Addressing the Public Health Crisis of U.S. Carceral Facilities: An Integrated and Equitable Approach

Publication information:

Knight, David, and Benjamin Barsky. “Addressing the Public Health Crisis of U.S. Carceral Facilities: An Integrated and Equitable Approach.”

Abstract

The SARS-CoV-2 virus and resultant coronavirus disease (COVID-19) have caused unprecedented suffering among incarcerated individuals since the beginning of the pandemic. While many believe that widespread vaccination in jails, prisons, and other carceral settings will solve the problem, this perspective underestimates the severity of the situation and mischaracterizes its driver. Vaccines are a necessary but insufficient component to what should be a comprehensive, immediate, and ethical response to COVID-19 in carceral settings across the United States. Vaccination alone cannot address the broader public health crisis of mass incarceration, which threatens the health and shortens the lifespan of those held within jails, prisons, and detention centers.
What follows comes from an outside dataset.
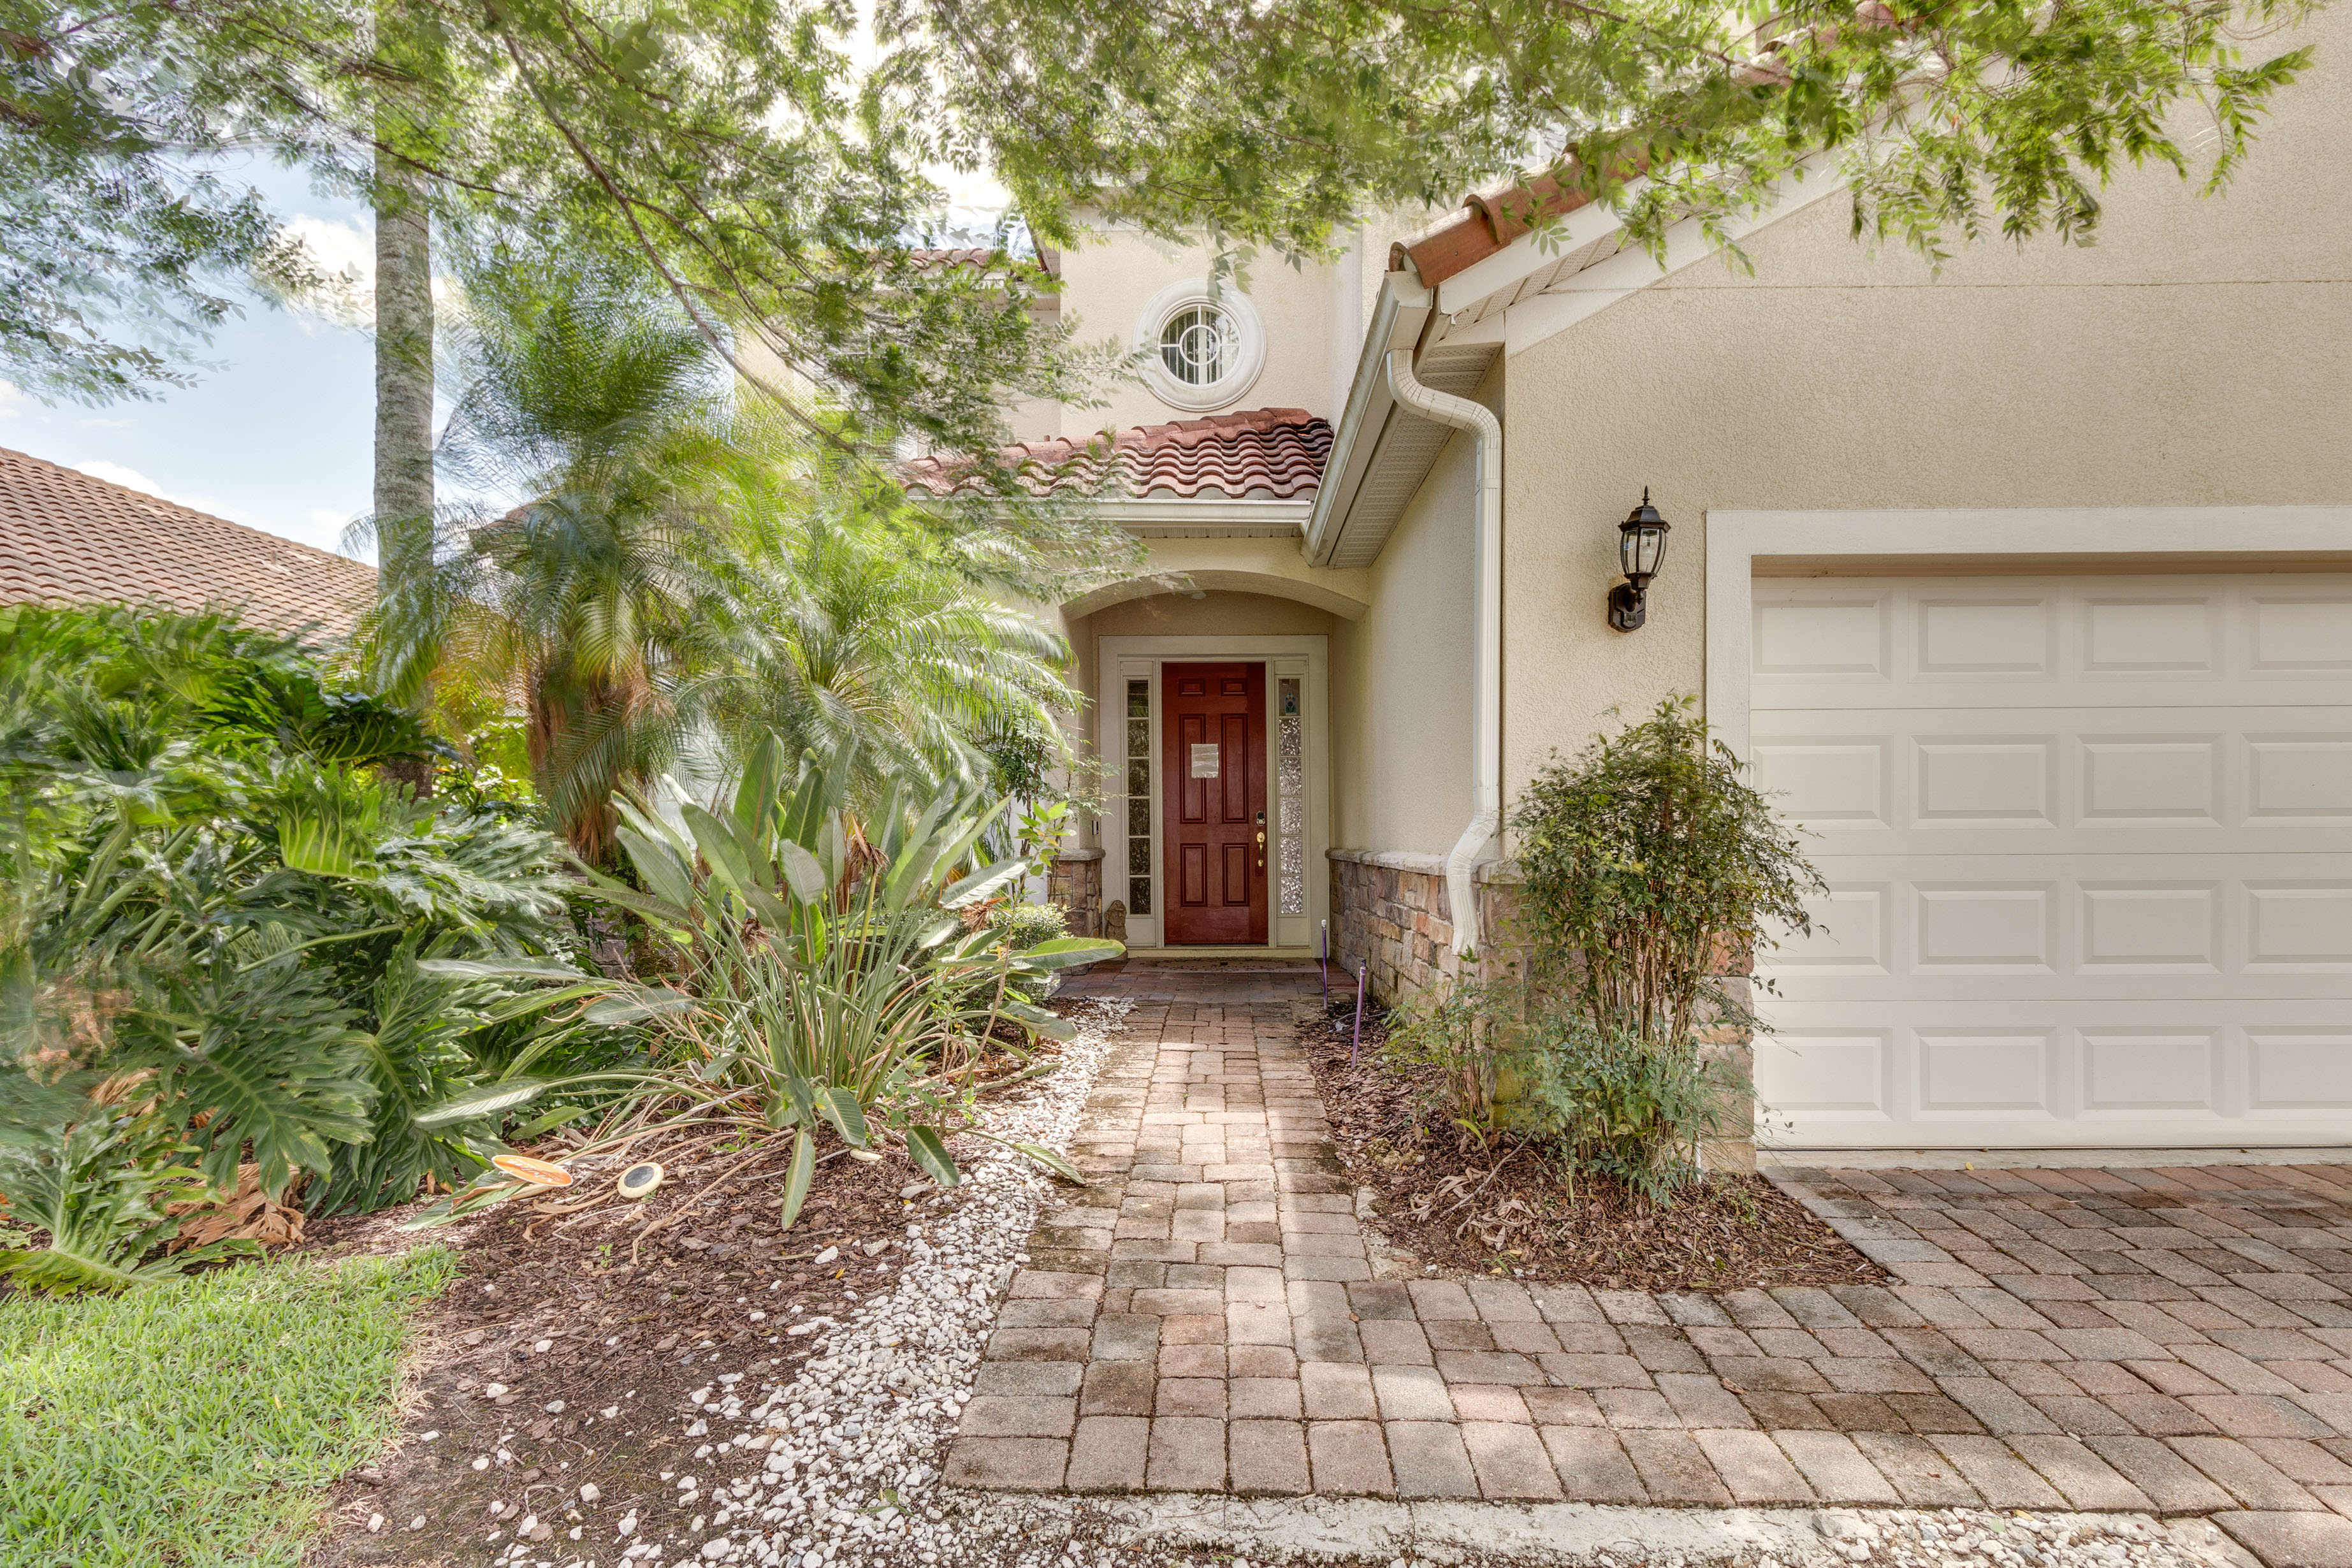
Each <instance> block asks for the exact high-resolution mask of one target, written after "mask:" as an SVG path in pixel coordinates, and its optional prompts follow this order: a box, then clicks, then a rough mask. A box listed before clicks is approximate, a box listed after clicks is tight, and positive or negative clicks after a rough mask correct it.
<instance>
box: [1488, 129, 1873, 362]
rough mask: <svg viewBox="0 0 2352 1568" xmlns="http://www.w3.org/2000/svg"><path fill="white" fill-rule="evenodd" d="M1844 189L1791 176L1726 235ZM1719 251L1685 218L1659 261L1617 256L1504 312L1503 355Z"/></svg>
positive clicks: (1513, 352)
Instead, a robust, integrated, and ethical public health response to mitigate COVID-19 and other brutal conditions within carceral facilities could provide a foundation for better health care access not only in prisons but also for state and national populations in general. Below, we identify three interrelated problems: (1) noncompliance with epidemiological and public health demands, notably a failure to decarcerate in response to COVID-19; (2) the criminal legal system’s isolation from public health oversight and accountability; and (3) the problematic and inequitable distribution of vaccines to incarcerated individuals. We then propose necessary principled measures that federal, state, and local policymakers should take to address the devastating impact that COVID-19 continues to have on incarcerated individuals and their communities.